Jakarta EE is Ready for AI – But Don’t Just Take My Word for It!
- June 02, 2026
- 5 min read
- The Intelligent Monolith: Supercharging Jakarta EE with Local AI - Luqman Saeed (Azul)
- Jakarta EE 11 Meets AI: Building Intelligent Microservices with Virtual Threads and Jakarta Data - Luqman Saeed (Azul)
- Production-ready Agentic AI: Building Enterprise-grade Java Systems with Jakarta EE and MicroProfile - Kenji Kazumura (Fujitsu)
Back in April I had the pleasure of attending Open Community Experience 2026 in Brussels - the Eclipse Foundation's flagship open source conference.
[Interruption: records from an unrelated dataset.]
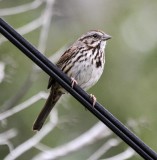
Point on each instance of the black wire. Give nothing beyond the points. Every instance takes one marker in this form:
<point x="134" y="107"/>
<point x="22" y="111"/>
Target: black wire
<point x="99" y="111"/>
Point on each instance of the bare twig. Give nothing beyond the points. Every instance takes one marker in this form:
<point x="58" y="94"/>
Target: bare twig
<point x="27" y="145"/>
<point x="103" y="149"/>
<point x="96" y="133"/>
<point x="128" y="153"/>
<point x="20" y="9"/>
<point x="22" y="106"/>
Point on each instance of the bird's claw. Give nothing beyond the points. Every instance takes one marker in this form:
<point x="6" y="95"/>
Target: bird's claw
<point x="73" y="82"/>
<point x="93" y="99"/>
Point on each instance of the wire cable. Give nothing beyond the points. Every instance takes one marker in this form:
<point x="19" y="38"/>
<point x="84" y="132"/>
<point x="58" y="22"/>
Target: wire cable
<point x="98" y="110"/>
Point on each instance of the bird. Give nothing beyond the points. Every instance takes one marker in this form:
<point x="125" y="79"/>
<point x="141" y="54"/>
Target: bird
<point x="83" y="62"/>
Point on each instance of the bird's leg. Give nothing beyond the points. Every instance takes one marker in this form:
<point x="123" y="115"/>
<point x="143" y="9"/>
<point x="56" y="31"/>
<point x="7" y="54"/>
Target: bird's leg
<point x="93" y="99"/>
<point x="73" y="82"/>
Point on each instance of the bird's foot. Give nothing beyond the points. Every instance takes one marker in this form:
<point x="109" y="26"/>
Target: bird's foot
<point x="73" y="82"/>
<point x="93" y="99"/>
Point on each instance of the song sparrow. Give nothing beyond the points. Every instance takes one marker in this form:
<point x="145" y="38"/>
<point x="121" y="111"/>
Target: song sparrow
<point x="83" y="62"/>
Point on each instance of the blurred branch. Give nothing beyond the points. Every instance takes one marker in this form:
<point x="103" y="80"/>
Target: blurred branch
<point x="103" y="149"/>
<point x="20" y="9"/>
<point x="22" y="106"/>
<point x="2" y="71"/>
<point x="128" y="153"/>
<point x="46" y="21"/>
<point x="94" y="134"/>
<point x="11" y="102"/>
<point x="6" y="136"/>
<point x="27" y="145"/>
<point x="26" y="28"/>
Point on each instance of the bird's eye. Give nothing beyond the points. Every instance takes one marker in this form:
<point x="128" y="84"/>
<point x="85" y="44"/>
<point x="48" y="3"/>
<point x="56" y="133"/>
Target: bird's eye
<point x="96" y="36"/>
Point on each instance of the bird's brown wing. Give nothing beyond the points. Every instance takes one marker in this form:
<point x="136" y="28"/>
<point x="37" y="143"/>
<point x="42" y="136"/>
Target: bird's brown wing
<point x="65" y="57"/>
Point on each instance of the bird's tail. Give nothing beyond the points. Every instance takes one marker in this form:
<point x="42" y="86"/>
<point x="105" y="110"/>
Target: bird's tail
<point x="51" y="101"/>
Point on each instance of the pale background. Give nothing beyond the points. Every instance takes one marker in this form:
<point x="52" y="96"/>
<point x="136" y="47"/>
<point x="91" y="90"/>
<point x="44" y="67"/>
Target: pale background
<point x="127" y="88"/>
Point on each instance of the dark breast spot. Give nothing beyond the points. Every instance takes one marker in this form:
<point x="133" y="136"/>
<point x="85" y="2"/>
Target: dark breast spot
<point x="98" y="63"/>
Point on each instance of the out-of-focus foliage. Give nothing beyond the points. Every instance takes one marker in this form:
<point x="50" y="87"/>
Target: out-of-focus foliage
<point x="128" y="87"/>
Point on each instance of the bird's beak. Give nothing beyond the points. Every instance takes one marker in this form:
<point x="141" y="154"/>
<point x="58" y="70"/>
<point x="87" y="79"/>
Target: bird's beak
<point x="106" y="37"/>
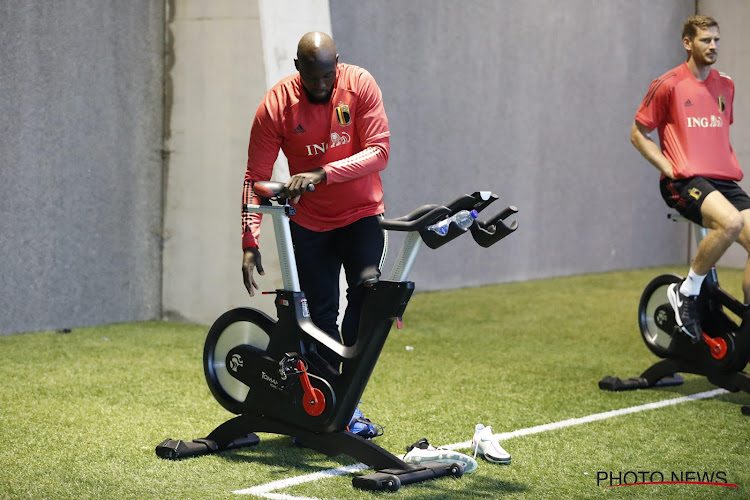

It's always good to be in a room (or a few rooms 😉 ) with people who really care about the technology they work with. Several of my colleagues and friends were speaking - watching them present work they've spent serious time on is one of the better parts of this community.
This post is a roundup of five talks I think belong well together. They don't cover the same topic but they tell a story about where enterprise Java is, where it's going and what it means to build serious software with it in 2026.
Where Jakarta EE Comes From and Where It's Headed
The Past, Present, and Future of Enterprise Java - Ivar Grimstad (Eclipse Foundation)
If you're going to watch one talk from OCX26 to orient yourself before watching the others, make it this one. Ivar traces the full arc from J2EE's famously painful complexity, through the birth of the Spring framework and eventual influence on the platform itself, all the way to where Jakarta EE is today.
He is really good at explaining why Jakarta EE looks the way it does: every simplification has a history, every specification carries a rationale. He walks through the TCK process, the platform profiles (full, web and core) and the key additions in Jakarta EE 10 and 11 - including Jakarta Data and virtual thread support - before turning to the EE 12 roadmap and the early moves towards AI standardisation.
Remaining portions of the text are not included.